Le nouveau président s’est fait connaître pour les longs temps de réflexion qu’il s’accorde avant de répondre aux questions des journalistes. Quelques secondes qui paraissent des heures à l’ère de la politique spectacle. On lui a reproché d’incarner l’élite quand son adversaire représentait le peuple. De fait, son image d’homme de gauche plaît surtout aux artistes, aux féministes et aux intellectuels. Il a milité dans les rangs des sociaux-démocrates avant de rejoindre le parti des Verts qu’il a présidé durant onze ans.

Fils d’exilés russes

Il a fait de ce parti l’une des quatre forces politiques du pays aux côtés du SPÖ des sociaux-démocrates, de l’ÖVP des conservateurs-chrétiens, et de l’extrême droite du FPÖ. Mais c’est en indépendant avec l’appui financier des Verts qu’il s’est présenté à la présidence.

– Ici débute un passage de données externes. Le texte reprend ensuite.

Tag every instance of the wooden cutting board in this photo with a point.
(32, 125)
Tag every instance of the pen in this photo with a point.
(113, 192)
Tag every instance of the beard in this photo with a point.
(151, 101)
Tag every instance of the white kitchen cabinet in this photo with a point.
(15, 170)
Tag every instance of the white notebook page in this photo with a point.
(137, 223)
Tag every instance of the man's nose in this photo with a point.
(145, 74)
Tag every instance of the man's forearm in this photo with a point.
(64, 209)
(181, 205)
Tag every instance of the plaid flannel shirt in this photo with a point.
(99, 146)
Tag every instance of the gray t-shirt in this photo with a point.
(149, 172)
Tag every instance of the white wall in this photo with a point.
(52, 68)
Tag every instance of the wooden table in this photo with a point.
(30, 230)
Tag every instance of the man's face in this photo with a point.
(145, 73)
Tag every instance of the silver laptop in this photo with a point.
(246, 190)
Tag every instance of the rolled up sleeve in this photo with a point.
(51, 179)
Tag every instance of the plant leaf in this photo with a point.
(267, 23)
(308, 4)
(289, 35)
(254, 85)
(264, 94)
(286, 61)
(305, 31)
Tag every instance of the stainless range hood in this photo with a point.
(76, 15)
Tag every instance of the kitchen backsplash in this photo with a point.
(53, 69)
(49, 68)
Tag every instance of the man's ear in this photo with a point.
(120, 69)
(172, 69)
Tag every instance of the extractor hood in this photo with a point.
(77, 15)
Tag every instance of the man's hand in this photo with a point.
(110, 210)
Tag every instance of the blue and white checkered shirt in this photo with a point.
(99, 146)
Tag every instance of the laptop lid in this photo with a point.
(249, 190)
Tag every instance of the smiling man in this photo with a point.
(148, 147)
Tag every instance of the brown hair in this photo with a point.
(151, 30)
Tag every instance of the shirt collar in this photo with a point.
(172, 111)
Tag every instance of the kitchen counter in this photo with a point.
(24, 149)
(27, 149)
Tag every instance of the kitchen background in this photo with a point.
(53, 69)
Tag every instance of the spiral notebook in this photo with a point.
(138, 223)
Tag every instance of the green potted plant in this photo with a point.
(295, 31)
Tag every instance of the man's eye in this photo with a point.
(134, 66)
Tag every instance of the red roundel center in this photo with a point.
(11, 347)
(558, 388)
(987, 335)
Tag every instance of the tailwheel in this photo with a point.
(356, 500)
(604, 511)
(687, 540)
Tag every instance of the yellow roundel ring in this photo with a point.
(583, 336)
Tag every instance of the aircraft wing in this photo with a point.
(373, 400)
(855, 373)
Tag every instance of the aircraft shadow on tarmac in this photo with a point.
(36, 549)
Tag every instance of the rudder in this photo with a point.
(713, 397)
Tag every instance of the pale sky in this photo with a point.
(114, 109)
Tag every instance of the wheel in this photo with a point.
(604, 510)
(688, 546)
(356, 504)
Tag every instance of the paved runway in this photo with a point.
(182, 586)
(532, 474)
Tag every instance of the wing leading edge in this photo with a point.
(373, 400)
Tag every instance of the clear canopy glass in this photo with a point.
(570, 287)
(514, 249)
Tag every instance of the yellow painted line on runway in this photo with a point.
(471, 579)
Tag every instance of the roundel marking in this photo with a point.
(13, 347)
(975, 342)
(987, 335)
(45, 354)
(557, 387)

Dans une campagne marquée par la question des exilés syriens 90’000 demandeurs d’asile, soit 1% de la population, ont été enregistrés lors de la crise de fin 2015 Alexander Van der Bellen s’est positionné comme un «enfant de réfugiés». Sa famille a quitté les Pays-Bas pour la Russie au XVIIIe siècle d’où elle fut ensuite chassée vers l’Estonie par les bolcheviques, puis vers le Reich où Alexander est né, avant de s’installer dans le Tyroll autrichien. C’est dans ces vallées qu’il a élevé ses deux fils. En secondes noces, il a épousé il y a quelques mois une militante des Verts.

Afin peut-être de contrebalancer la consonance un peu exotique de son nom de famille, le professeur s’est fait photographier pour ses affiches électorales au pied des spectaculaires glaciers qui l’ont vu grandir. Le mot «patrie» apparaît en gras et en bonne place sur ses affiches électorales.

Ses adversaires le traitent de socialiste, l’un d’eux l’a même qualifié de pastèque vert dehors, rouge dedans. Ce n’est pas l’avis des militants de son ancien parti qui jugent sa politique économique trop libérale. Alexander Van der Bellen prendra ses fonctions le 8 juillet.